Shortlisted for the Orange Prize for Fiction 2009, Molly Fox’s Birthday focuses on a single day in the life of the unnamed narrator, which happens to coincide with the birthday of her dear friend, Molly Fox. Despite the title, the book does not focus on Molly Fox or even solely on the impact Molly Fox has had on her friend’s life. Rather, it focuses on the influence the narrator’s older brother and priest, Tom; boyfriends; family; college friend, Andrew Forde; Andrew’s family; Molly’s “crazy” brother, Fergus; Molly’s abandoning mother; and, of course, Molly have the who the narrator has become. Essentially, the back-story is the story.
Madden has definitely mastered the English language as the story is undoubtedly simple, yet filled with unsaid and unanswered questions that seep beneath your skin and beg to be pondered and answered. Are the masks we wear just a fragment of us acting? Are they the people we have to be around others? Or are they the people we really want to be?
That said, there are transitions — in this case, not a word but a picture, a flower, a glass, a location — that are utterly chunky and fail to do their job of moving the reader from the present to the past. I can remember several occasions where there was no bridge between the present and past, and I felt like I had just been catapulted from one time to another with no reason or clarity. It destroyed the flow of the narrative, and caused me to question my unnamed narrator.

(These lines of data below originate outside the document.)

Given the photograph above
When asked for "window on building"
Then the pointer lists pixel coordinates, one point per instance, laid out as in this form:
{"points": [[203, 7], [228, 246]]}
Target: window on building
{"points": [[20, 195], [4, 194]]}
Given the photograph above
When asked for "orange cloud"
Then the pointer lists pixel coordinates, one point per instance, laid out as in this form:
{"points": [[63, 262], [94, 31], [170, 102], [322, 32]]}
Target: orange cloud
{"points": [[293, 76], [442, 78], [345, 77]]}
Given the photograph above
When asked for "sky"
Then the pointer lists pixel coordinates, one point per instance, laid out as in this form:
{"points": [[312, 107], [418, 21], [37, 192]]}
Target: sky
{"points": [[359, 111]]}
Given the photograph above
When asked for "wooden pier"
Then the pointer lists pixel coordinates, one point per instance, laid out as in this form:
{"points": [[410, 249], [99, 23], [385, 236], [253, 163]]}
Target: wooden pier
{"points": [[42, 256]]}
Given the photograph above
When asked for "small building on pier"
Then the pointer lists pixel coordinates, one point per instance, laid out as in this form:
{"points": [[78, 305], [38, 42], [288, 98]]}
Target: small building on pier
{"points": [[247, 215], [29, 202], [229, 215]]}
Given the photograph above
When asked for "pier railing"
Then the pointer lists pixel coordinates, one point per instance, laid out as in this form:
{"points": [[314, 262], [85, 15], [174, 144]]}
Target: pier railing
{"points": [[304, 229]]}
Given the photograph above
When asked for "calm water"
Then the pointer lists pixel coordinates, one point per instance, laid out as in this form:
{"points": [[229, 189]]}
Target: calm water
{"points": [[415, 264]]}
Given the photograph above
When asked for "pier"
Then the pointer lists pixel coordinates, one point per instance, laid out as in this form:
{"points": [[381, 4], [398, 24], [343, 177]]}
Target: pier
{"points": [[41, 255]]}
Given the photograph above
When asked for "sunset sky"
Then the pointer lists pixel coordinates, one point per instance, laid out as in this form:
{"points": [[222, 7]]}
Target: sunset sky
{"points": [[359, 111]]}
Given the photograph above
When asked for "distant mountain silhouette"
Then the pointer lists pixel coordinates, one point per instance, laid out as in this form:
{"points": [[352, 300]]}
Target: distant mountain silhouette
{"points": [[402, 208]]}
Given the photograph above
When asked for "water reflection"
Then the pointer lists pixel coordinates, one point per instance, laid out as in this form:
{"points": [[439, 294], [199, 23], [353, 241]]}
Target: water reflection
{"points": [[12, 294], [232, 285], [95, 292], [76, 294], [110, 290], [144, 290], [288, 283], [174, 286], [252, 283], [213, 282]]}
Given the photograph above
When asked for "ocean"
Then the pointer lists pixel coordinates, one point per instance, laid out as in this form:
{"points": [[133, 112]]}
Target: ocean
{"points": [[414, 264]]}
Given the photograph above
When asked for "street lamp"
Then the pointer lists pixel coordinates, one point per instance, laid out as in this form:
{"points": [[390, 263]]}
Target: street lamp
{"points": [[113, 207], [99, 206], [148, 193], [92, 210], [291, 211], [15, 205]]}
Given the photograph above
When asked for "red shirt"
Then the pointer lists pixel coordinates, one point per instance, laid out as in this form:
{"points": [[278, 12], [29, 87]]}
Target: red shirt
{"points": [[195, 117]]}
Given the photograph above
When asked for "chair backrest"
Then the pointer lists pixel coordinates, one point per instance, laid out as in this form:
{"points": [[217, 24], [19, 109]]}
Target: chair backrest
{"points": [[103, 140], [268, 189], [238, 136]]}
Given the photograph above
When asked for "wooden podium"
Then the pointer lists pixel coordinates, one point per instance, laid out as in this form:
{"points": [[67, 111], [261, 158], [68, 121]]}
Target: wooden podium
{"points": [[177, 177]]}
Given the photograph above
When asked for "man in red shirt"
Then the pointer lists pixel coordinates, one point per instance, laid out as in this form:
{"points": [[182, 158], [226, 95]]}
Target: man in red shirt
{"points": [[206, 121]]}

I also would have liked to be a little more privy to Andrew and Fergus’ lives and thoughts because I found both of them to be fascinating characters, or given more understanding on the relationship between Tom and Molly. The narrator has a tendency to sell herself short, and unfortunately, that translated to my feelings on her as well.
- Madden, Deirdre. Molly Fox’s Birthday. London: Faber and Faber, 2008. Print. 221 pgs. ISBN: 9780571239658. Source: Gift.